4. Le Terme di Viterbo

Viterbo, famosa per il suo bacino idrotermale dalle acque terapeutiche - la sorgente Bullicame alimenta una grande piscina aperta di oltre 2000 metri quadrati - accoglie i turisti interessati ai trattamenti e a un viaggio a Viterbo all’insegna del benessere, all’interno dell’impianto delle Terme dei Papi, godibili anche in inverno. 

Dalle Terme dei Papi si accede a una suggestiva grotta terapeutica caldo-umida, con la caduta dell’acqua ipertermale sotto forma di cascatelle.

Le campagne circostanti sono altrettanto ricche di aree termali, alcune delle quali anche ad accesso libero. 

Perché Viterbo è la città dei papi

Viterbo è storicamente nota come la "Città dei Papi". Nel XIII secolo fu infatti sede pontificia e per ben ventiquattro anni il Palazzo Papale ospitò diversi pontefici. Lo stesso edificio fa da sfondo e location della serie “Catch-22” in diverse scene.

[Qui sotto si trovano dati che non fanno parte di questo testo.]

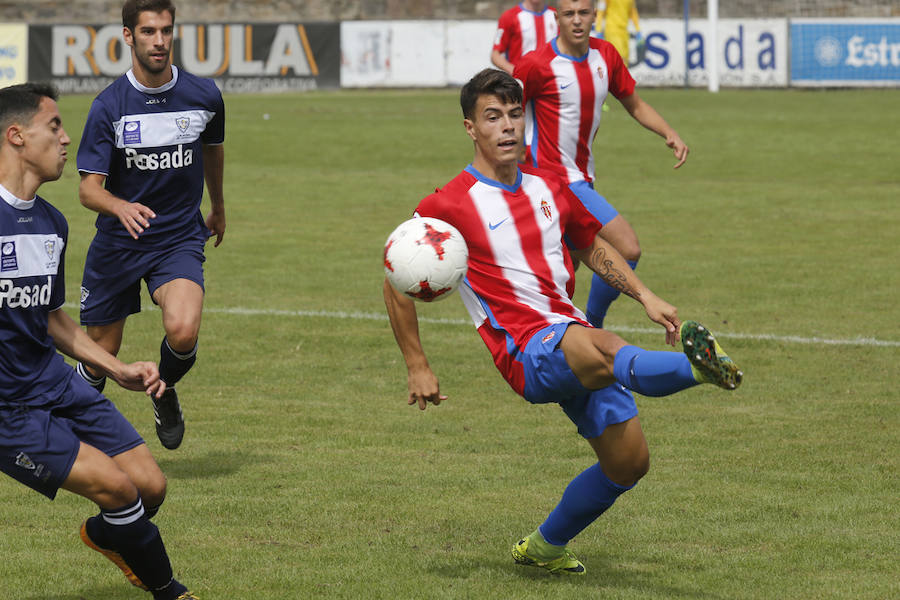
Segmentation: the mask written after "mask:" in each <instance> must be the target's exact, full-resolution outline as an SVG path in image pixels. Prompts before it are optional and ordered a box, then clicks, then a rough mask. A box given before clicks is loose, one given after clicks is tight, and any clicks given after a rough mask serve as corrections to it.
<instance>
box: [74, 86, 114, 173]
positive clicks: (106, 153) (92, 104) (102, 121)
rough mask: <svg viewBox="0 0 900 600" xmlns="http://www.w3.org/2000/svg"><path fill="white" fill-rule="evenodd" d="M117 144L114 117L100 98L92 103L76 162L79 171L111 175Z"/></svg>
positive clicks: (86, 121)
mask: <svg viewBox="0 0 900 600" xmlns="http://www.w3.org/2000/svg"><path fill="white" fill-rule="evenodd" d="M115 146H116V140H115V129H114V126H113V118H112V117H111V116H110V114H109V111H108V110H107V109H106V106H105V105H104V104H103V103H102V102H101V101H100V99H99V98H97V99H95V100H94V102H93V104H91V110H90V111H89V112H88V116H87V121H86V122H85V124H84V131H83V132H82V134H81V143H80V144H79V145H78V155H77V157H76V160H75V164H76V166H77V167H78V172H79V173H99V174H101V175H109V169H110V165H111V164H112V156H113V151H114V149H115Z"/></svg>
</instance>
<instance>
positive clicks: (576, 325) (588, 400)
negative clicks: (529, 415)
mask: <svg viewBox="0 0 900 600" xmlns="http://www.w3.org/2000/svg"><path fill="white" fill-rule="evenodd" d="M570 325H572V326H575V327H581V325H577V324H575V323H572V322H569V323H557V324H555V325H550V326H548V327H545V328H543V329H541V330H539V331H538V332H537V333H535V334H534V335H533V336H531V339H530V340H529V341H528V344H526V346H525V348H524V349H523V350H521V351H520V352H519V353H518V354H517V356H516V360H517V361H518V362H520V363H521V364H522V367H523V370H524V373H525V391H524V393H523V396H524V397H525V399H526V400H528V401H529V402H531V403H533V404H544V403H547V402H556V403H558V404H559V405H560V406H561V407H562V409H563V411H564V412H565V413H566V416H568V417H569V419H570V420H571V421H572V422H573V423H575V425H576V426H577V427H578V433H579V434H581V436H582V437H583V438H585V439H590V438H593V437H597V436H599V435H600V434H601V433H603V430H604V429H606V428H607V427H608V426H609V425H615V424H617V423H624V422H625V421H627V420H628V419H631V418H633V417H636V416H637V414H638V411H637V404H636V403H635V401H634V395H632V393H631V392H630V391H628V390H627V389H625V388H624V387H622V386H621V385H620V384H618V383H614V384H613V385H610V386H608V387H605V388H602V389H599V390H589V389H587V388H586V387H584V386H583V385H581V382H580V381H578V378H577V377H575V373H573V372H572V369H571V368H570V367H569V363H567V362H566V357H565V355H564V354H563V351H562V349H561V348H560V347H559V343H560V342H561V341H562V337H563V335H564V334H565V333H566V329H568V328H569V326H570Z"/></svg>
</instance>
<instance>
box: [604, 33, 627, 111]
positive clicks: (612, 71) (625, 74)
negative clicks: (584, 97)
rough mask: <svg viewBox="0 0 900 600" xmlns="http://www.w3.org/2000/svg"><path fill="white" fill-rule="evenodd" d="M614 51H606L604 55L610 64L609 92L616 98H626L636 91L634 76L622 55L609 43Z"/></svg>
mask: <svg viewBox="0 0 900 600" xmlns="http://www.w3.org/2000/svg"><path fill="white" fill-rule="evenodd" d="M608 47H609V48H611V49H612V52H605V53H604V55H603V57H604V58H605V59H606V64H607V65H608V66H609V93H610V94H612V95H613V96H615V97H616V98H625V97H627V96H630V95H631V94H633V93H634V86H635V82H634V77H632V76H631V72H630V71H629V70H628V67H627V66H626V65H625V61H623V60H622V56H621V55H620V54H619V52H618V50H616V49H615V47H614V46H613V45H612V44H608Z"/></svg>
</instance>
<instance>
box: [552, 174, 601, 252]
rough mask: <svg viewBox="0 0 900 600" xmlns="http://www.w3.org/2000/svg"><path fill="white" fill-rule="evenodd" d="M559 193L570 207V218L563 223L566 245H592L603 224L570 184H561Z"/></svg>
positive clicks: (582, 245) (563, 230)
mask: <svg viewBox="0 0 900 600" xmlns="http://www.w3.org/2000/svg"><path fill="white" fill-rule="evenodd" d="M557 193H558V195H559V197H561V198H562V200H563V201H564V202H565V203H566V204H567V205H568V207H569V210H568V211H567V212H568V218H567V219H566V221H565V222H564V223H563V239H564V240H565V242H566V245H567V246H568V247H569V248H570V249H572V250H583V249H584V248H588V247H590V246H591V244H593V243H594V238H595V237H596V236H597V232H598V231H600V228H602V227H603V225H601V224H600V221H598V220H597V219H596V218H595V217H594V215H592V214H591V213H589V212H588V210H587V209H586V208H585V207H584V204H582V203H581V200H579V199H578V196H576V195H575V193H574V192H573V191H572V190H570V189H569V186H567V185H560V186H559V187H558V189H557ZM557 201H559V200H557Z"/></svg>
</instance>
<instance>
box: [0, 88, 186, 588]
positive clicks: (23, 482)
mask: <svg viewBox="0 0 900 600" xmlns="http://www.w3.org/2000/svg"><path fill="white" fill-rule="evenodd" d="M56 97H57V93H56V90H55V89H54V88H53V87H51V86H47V85H38V84H23V85H16V86H12V87H7V88H3V89H0V136H2V137H0V344H2V348H3V352H0V471H3V472H4V473H6V474H7V475H9V476H10V477H12V478H14V479H16V480H17V481H19V482H21V483H23V484H25V485H26V486H28V487H30V488H32V489H33V490H35V491H37V492H40V493H41V494H43V495H45V496H47V497H48V498H50V499H51V500H52V499H53V498H55V497H56V494H57V492H58V491H59V489H60V488H62V489H65V490H68V491H70V492H73V493H75V494H79V495H81V496H84V497H85V498H88V499H89V500H91V501H93V502H95V503H96V504H97V505H98V506H99V507H100V513H99V514H98V515H96V516H93V517H91V518H89V519H87V520H86V521H85V522H84V523H83V524H82V525H81V538H82V540H83V541H84V543H85V544H87V545H88V546H90V547H91V548H93V549H94V550H97V551H98V552H100V553H101V554H103V555H104V556H106V557H107V558H109V559H110V560H111V561H113V563H115V564H116V566H118V567H119V568H120V569H121V570H122V571H123V573H125V576H126V577H128V579H129V581H131V583H132V584H133V585H136V586H138V587H141V588H143V589H146V590H149V591H151V592H152V593H153V597H154V598H155V599H157V600H174V599H179V598H180V599H182V600H188V599H192V598H195V596H193V595H192V594H191V593H190V592H188V591H187V588H185V586H184V585H182V584H181V583H179V582H178V581H176V580H175V579H174V578H173V576H172V567H171V565H170V564H169V558H168V555H167V554H166V549H165V546H164V545H163V542H162V538H161V537H160V534H159V530H158V529H157V528H156V525H154V524H153V523H152V522H151V521H150V517H151V516H153V514H155V513H156V511H157V510H158V508H159V505H160V504H162V501H163V499H164V498H165V494H166V478H165V476H164V475H163V474H162V471H160V469H159V466H158V465H157V464H156V461H155V460H154V459H153V456H152V455H151V454H150V451H149V450H148V449H147V445H146V444H145V443H144V440H142V439H141V436H140V435H139V434H138V433H137V431H135V429H134V427H132V426H131V424H130V423H129V422H128V421H127V420H126V419H125V417H123V416H122V414H121V413H119V411H118V410H116V407H115V406H114V405H113V404H112V403H111V402H110V401H109V400H107V399H106V398H105V397H103V396H102V395H101V394H100V393H99V392H98V391H97V390H95V389H94V388H92V387H91V386H89V385H87V384H86V383H85V382H84V381H83V380H82V379H81V378H80V377H76V376H75V371H74V370H73V369H72V368H71V367H70V366H69V365H67V364H66V363H65V361H64V360H63V358H62V356H61V355H60V354H59V353H57V350H59V351H61V352H63V353H65V354H67V355H69V356H71V357H72V358H74V359H76V360H79V361H81V362H82V363H83V364H87V365H90V366H91V368H92V369H96V371H98V372H100V373H103V374H105V375H107V376H109V377H112V378H113V379H114V380H115V381H116V382H117V383H119V384H120V385H122V386H123V387H125V388H128V389H131V390H145V391H146V393H147V394H149V395H151V396H161V395H162V394H163V393H164V390H165V388H166V385H165V383H164V382H163V381H162V380H161V379H160V377H159V370H158V369H157V367H156V364H155V363H153V362H135V363H131V364H125V363H122V362H121V361H120V360H119V359H117V358H116V357H115V356H113V355H112V354H110V353H109V352H107V351H105V350H104V349H103V348H102V347H101V346H99V345H98V344H97V343H95V342H94V341H93V340H91V338H90V337H89V336H88V335H87V334H86V333H85V332H84V331H83V330H82V329H81V328H80V327H79V326H78V325H77V324H76V323H75V321H73V320H72V318H71V317H69V316H68V315H67V314H66V312H65V311H64V310H62V306H63V304H64V302H65V289H66V286H65V268H64V267H65V253H66V245H67V243H68V233H69V227H68V224H67V223H66V219H65V217H63V215H62V213H60V212H59V211H58V210H57V209H56V208H54V207H53V206H52V205H51V204H50V203H48V202H47V201H46V200H44V199H43V198H41V197H39V196H38V195H37V190H38V188H39V187H40V185H41V184H42V183H44V182H47V181H54V180H56V179H59V177H60V175H61V174H62V170H63V167H64V166H65V163H66V159H67V155H66V146H68V145H69V142H70V140H69V136H68V135H66V132H65V129H63V126H62V121H61V119H60V116H59V109H58V107H57V105H56ZM19 592H20V594H19V595H22V594H23V593H26V592H27V590H19ZM26 595H27V594H26Z"/></svg>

Il Palazzo dei Papi, altrimenti detto il “Vaticano Viterbese”, è il più importante edificio della città, al centro di Piazza San Lorenzo. I pontefici residenti nel piccolo Vaticano di Viterbo si affacciavano dall’elegante loggia, un gioiello architettonico di stile gotico in pietra Peperino, per benedire i fedeli in piazza. 

Il viaggio a Viterbo “Città dei Papi” culmina nell’ambiente di maggior valore storico e simbolico: la Sala del Conclave. È qui che si svolse la più lunga elezione di un Papa nella storia, che si protrasse per oltre mille giorni, tra il 1268 e il 1271.

Come arrivare a Viterbo

Se vi state chiedendo come iniziare il vostro viaggio a Viterbo, ovvero come raggiungere in automobile la capitale della Tuscia, location della serie “Catch-22”, sappiate che le alternative sono le seguenti:

Da Nord
Per chi percorre l’autostrada A1: uscire al casello di Attigliano, distante 22 km da Viterbo, e percorrere la S 204. Per chi percorre la via Aurelia: uscire a Montalto di Castro.

Da Sud
Lasciare l’autostrada A1 al casello di Orte, distante da Viterbo circa 25 km, e percorrere la S 204.

Da Roma
Prendere l’uscita 5 del Raccordo Anulare, quindi la Strada Statale 2 Cassia Bis e Cassia fino a Viterbo. Prendere l’uscita 10 del Raccordo Anulare, quindi l’autostrada A1 fino all’uscita Orte e, infine, il raccordo fino a Viterbo.